ME: (This is where I'm forced to lie) "...uh, sure Mom, I'll wear a helmet. Don't you worry." (Forgive me Baby Jesus.)

* * * * * * * * * * * * * * * * * * * * * * * * * * * * * * * * * * * *

Along with being a worrier, my Mama is also a blurter. Totally filterless. Which makes for plenty of embarrassing - albeit hilarious - moments.

Last week we were sitting together in a doctor's waiting room when I happened to notice an elderly couple coming out of the office. (And by elderly, I mean barely moving.) The shuffling little old woman was wearing a pair of denim overalls with - I swear this is the truth - a tube top underneath. I immediately went into full panic mode.

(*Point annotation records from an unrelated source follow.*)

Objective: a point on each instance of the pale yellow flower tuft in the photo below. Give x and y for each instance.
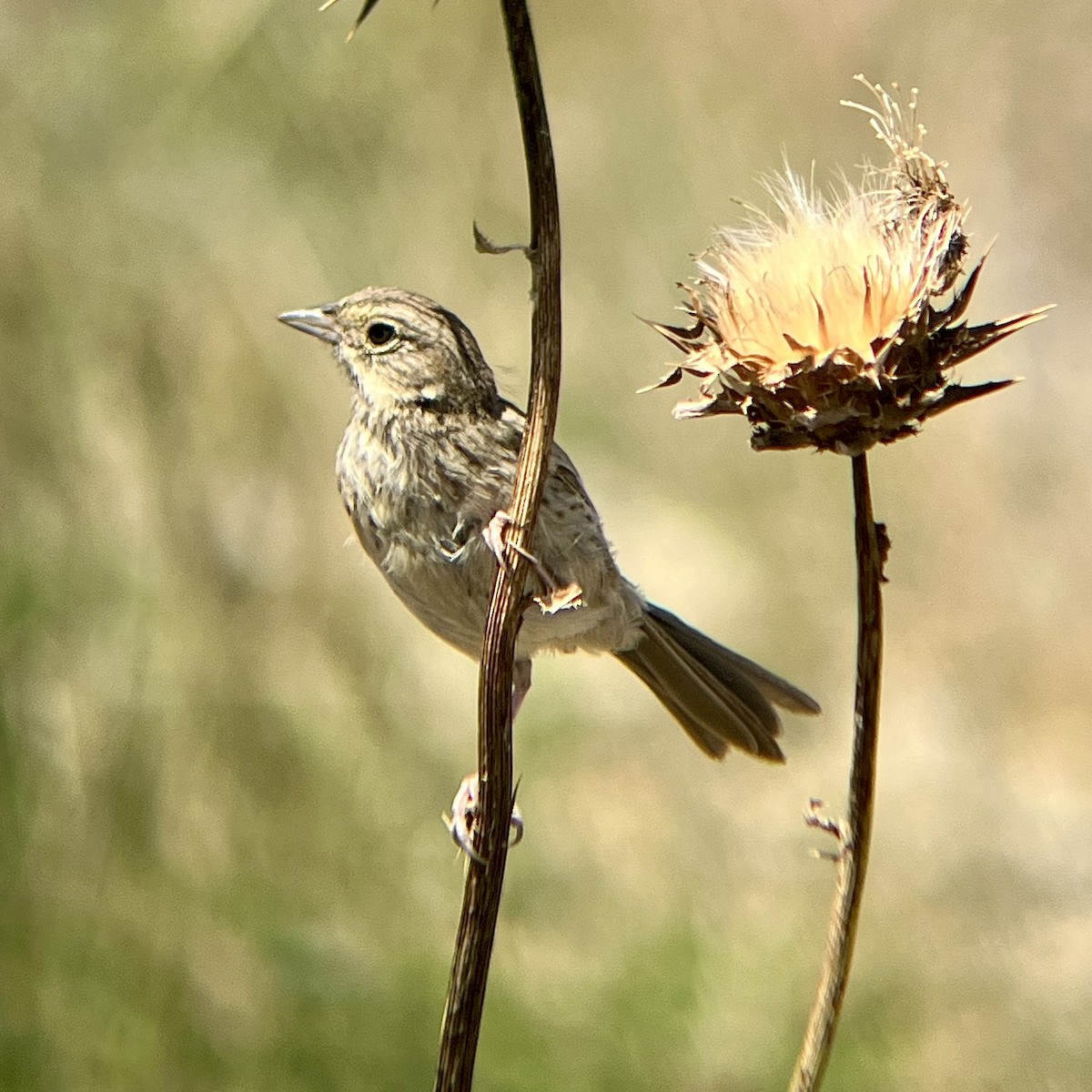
(820, 323)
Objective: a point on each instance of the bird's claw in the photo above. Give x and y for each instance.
(558, 596)
(464, 814)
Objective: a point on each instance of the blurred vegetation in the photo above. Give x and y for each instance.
(224, 748)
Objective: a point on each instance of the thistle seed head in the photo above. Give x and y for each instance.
(834, 323)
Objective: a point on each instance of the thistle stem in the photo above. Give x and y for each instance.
(854, 834)
(462, 1015)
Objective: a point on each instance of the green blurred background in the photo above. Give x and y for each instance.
(225, 747)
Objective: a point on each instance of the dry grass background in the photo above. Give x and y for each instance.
(224, 746)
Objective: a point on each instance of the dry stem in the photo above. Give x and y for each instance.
(462, 1015)
(854, 834)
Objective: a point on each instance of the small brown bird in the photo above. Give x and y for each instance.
(426, 469)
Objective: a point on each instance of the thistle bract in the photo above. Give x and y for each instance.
(834, 323)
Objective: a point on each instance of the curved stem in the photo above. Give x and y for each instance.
(462, 1015)
(855, 834)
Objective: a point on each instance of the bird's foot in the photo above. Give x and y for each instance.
(556, 595)
(464, 817)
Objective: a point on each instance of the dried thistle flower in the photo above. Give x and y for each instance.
(824, 327)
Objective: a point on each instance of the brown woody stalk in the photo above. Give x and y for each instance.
(854, 834)
(462, 1015)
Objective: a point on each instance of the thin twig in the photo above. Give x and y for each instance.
(462, 1015)
(855, 834)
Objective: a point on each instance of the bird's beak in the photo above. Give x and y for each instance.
(318, 321)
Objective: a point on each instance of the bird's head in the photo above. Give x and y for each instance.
(403, 350)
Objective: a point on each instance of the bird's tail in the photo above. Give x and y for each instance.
(721, 698)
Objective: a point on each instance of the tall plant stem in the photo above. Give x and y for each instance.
(462, 1015)
(854, 834)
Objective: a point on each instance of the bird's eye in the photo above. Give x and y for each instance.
(380, 333)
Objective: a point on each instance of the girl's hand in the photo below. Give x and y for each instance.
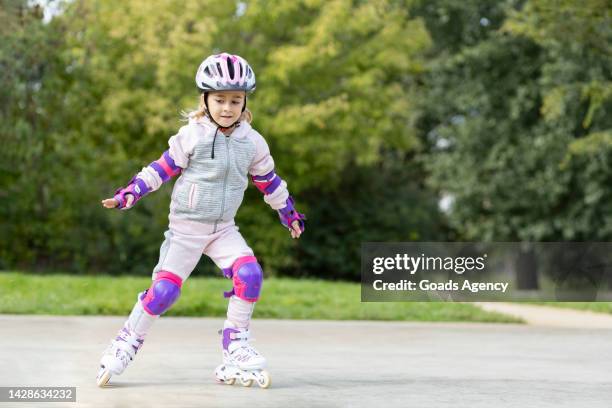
(112, 203)
(295, 229)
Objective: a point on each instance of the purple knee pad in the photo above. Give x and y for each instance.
(247, 277)
(164, 291)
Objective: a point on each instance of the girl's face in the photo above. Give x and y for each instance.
(226, 107)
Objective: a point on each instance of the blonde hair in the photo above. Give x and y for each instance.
(202, 112)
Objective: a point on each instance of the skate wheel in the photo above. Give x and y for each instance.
(263, 379)
(103, 377)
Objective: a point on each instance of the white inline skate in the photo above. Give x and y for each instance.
(240, 360)
(118, 355)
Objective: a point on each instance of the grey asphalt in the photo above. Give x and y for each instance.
(318, 364)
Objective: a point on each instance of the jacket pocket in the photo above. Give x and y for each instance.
(191, 199)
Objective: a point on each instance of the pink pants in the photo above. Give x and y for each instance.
(186, 241)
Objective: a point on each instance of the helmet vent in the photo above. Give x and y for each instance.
(230, 67)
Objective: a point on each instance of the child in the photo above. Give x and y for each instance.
(214, 153)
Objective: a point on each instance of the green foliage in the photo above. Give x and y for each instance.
(373, 111)
(284, 299)
(519, 125)
(104, 83)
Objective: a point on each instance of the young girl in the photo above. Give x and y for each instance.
(214, 153)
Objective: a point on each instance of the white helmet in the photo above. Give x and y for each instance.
(225, 72)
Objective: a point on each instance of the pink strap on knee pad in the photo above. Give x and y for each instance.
(177, 280)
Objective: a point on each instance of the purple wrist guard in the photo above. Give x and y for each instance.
(136, 187)
(288, 214)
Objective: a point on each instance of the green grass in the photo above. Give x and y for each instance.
(281, 299)
(600, 307)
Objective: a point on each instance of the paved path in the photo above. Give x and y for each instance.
(550, 316)
(319, 364)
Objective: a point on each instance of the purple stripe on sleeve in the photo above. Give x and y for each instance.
(265, 177)
(160, 170)
(175, 169)
(142, 188)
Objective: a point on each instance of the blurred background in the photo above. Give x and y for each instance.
(435, 120)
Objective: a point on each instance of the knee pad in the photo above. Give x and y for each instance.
(247, 277)
(164, 291)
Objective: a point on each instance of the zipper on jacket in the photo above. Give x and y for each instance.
(191, 195)
(227, 164)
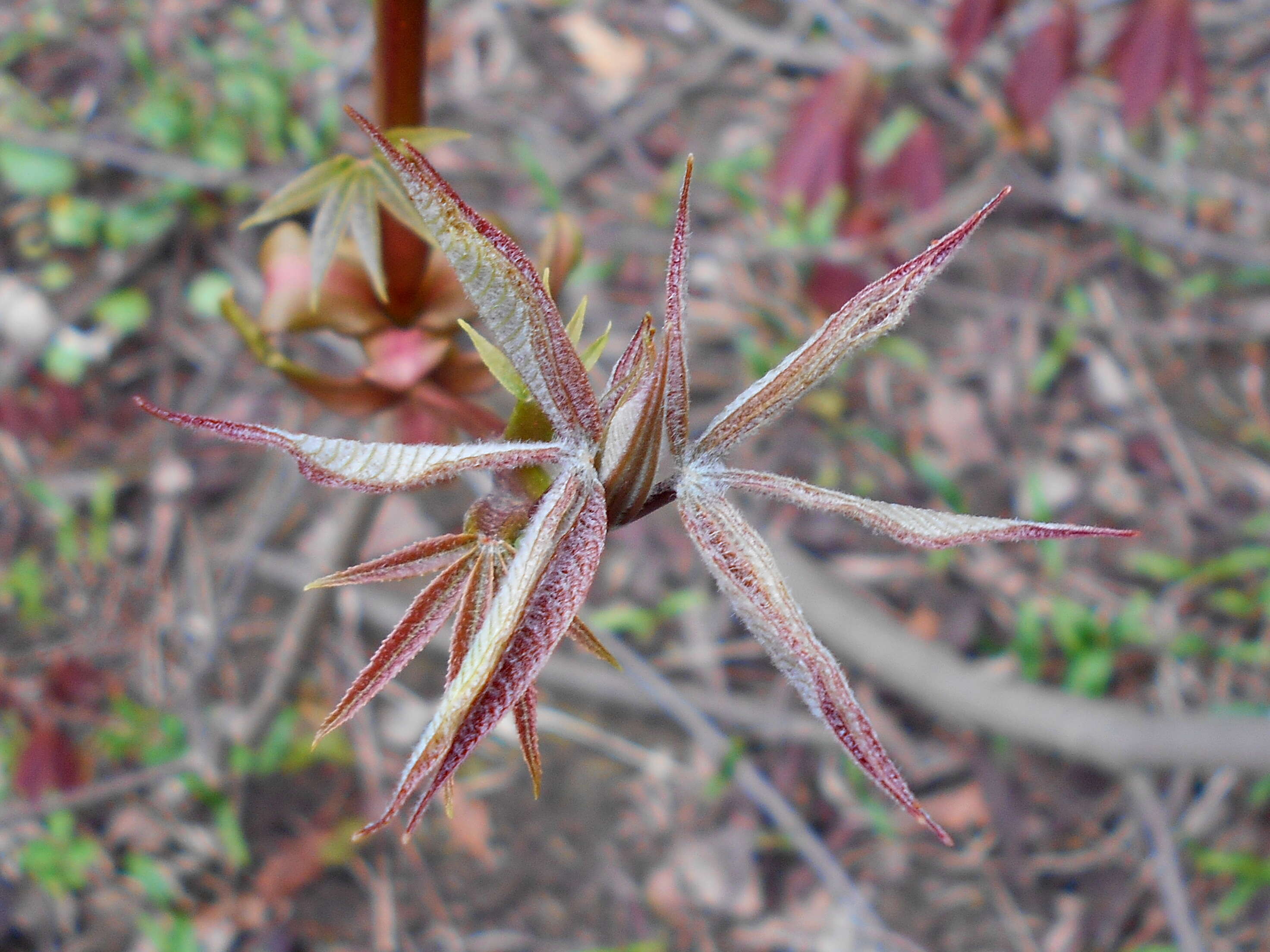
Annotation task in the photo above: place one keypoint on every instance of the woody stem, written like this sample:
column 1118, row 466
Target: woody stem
column 400, row 77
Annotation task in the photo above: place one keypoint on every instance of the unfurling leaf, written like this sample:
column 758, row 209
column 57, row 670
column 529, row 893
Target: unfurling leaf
column 509, row 295
column 925, row 529
column 874, row 311
column 747, row 574
column 349, row 193
column 370, row 467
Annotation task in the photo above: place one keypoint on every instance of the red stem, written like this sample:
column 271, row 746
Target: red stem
column 400, row 72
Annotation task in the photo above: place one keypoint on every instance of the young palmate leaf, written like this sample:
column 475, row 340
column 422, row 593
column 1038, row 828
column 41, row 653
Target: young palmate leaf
column 349, row 193
column 517, row 574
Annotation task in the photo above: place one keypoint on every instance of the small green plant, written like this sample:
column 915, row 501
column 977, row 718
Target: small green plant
column 237, row 97
column 1250, row 874
column 172, row 932
column 25, row 586
column 140, row 734
column 1088, row 645
column 287, row 749
column 642, row 623
column 61, row 860
column 1235, row 584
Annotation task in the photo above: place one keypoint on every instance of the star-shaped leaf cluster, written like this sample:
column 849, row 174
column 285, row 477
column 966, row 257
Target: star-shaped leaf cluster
column 519, row 573
column 349, row 193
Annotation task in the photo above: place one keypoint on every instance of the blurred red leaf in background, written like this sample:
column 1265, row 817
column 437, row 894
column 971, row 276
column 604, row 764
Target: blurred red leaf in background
column 822, row 147
column 914, row 175
column 47, row 761
column 969, row 26
column 1044, row 65
column 75, row 683
column 827, row 145
column 1157, row 46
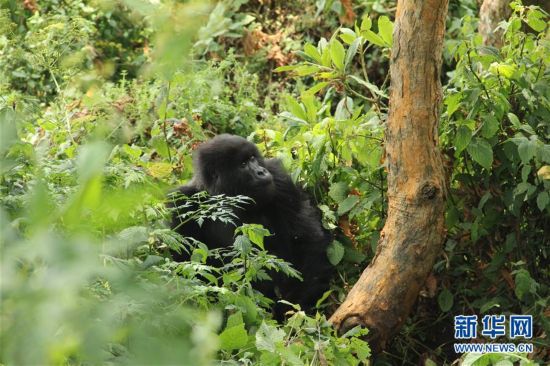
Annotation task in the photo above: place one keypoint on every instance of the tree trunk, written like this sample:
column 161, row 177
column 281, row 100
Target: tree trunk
column 491, row 13
column 414, row 230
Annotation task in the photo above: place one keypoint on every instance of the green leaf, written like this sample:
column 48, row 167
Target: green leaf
column 527, row 150
column 514, row 120
column 335, row 252
column 234, row 335
column 159, row 169
column 348, row 36
column 352, row 50
column 524, row 284
column 242, row 244
column 482, row 153
column 502, row 69
column 295, row 108
column 286, row 68
column 312, row 52
column 544, row 172
column 543, row 199
column 337, row 54
column 385, row 30
column 366, row 23
column 317, row 87
column 490, row 126
column 306, row 70
column 453, row 103
column 347, row 204
column 269, row 337
column 338, row 191
column 445, row 300
column 462, row 138
column 535, row 20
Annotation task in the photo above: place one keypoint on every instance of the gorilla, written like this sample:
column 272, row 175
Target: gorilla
column 232, row 166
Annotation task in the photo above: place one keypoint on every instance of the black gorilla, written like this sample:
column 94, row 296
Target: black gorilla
column 231, row 165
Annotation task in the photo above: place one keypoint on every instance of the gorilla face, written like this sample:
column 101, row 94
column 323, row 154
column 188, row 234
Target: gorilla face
column 232, row 165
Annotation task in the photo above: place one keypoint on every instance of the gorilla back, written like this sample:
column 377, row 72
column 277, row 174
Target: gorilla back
column 231, row 165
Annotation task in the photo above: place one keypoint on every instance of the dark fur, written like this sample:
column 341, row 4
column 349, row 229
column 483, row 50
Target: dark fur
column 281, row 207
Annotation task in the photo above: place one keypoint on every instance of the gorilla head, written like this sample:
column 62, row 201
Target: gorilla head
column 231, row 165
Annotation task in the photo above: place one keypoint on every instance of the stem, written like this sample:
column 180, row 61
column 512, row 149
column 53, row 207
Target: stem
column 164, row 122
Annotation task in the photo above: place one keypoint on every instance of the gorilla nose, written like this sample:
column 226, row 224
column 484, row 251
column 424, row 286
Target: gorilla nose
column 262, row 172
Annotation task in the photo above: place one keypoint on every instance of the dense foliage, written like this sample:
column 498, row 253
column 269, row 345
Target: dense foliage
column 102, row 103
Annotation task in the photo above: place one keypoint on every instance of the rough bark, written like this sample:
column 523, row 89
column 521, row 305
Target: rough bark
column 491, row 13
column 414, row 230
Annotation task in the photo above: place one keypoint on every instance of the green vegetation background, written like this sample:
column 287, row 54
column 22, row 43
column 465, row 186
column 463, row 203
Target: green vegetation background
column 102, row 102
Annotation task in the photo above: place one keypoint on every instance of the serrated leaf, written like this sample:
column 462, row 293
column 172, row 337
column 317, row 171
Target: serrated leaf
column 366, row 23
column 312, row 52
column 159, row 170
column 269, row 337
column 453, row 102
column 347, row 204
column 490, row 127
column 544, row 172
column 385, row 30
column 317, row 87
column 534, row 20
column 337, row 54
column 286, row 68
column 514, row 120
column 335, row 252
column 338, row 191
column 462, row 138
column 352, row 50
column 481, row 152
column 527, row 150
column 348, row 36
column 233, row 337
column 306, row 70
column 295, row 108
column 543, row 199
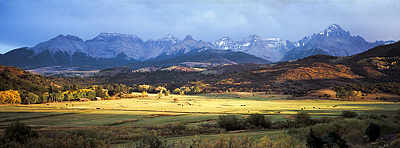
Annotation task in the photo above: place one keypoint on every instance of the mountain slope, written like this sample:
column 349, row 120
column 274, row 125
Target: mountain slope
column 332, row 41
column 203, row 57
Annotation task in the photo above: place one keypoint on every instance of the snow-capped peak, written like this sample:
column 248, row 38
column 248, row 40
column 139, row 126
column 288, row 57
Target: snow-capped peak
column 169, row 37
column 105, row 36
column 188, row 37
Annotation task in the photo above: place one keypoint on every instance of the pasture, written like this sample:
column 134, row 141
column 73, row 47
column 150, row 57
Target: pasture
column 128, row 116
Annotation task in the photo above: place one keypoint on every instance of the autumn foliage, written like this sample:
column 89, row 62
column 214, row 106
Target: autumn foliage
column 10, row 97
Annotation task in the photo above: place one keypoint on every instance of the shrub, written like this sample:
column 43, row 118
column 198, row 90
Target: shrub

Moving quickly, knowing I had only a few seconds to act, I slammed my hand over Mom's already moving mouth. Not in an abusive-call-adult-protective-services kind of way, but in a proactive-need-to-prevent-speech-but-allow-breathing kind of way. Mom started laughing, but I didn't dare remove my hand until the couple was safely out of hearing range. And even then I gave her a warning before I let her speak:

ME: "Now Mom...please be nice. Remember: What Would Jesus do?"

MOM: "Well, you're one to talk. Just how happy do you think Jesus is when He has to listen to your potty mouth?"

ME: "I'm pretty sure Jesus has better things to do than keep a cursing scorecard with my name on it."

MOM: "Well...I know what Jesus wouldn't do. Jesus would never wear a tube top under his overalls. That is just tacky."

And this is why I love my Mom. Not only does she make me laugh harder than anybody can, but really...who else is gonna pray for my protection from flying turbine blades?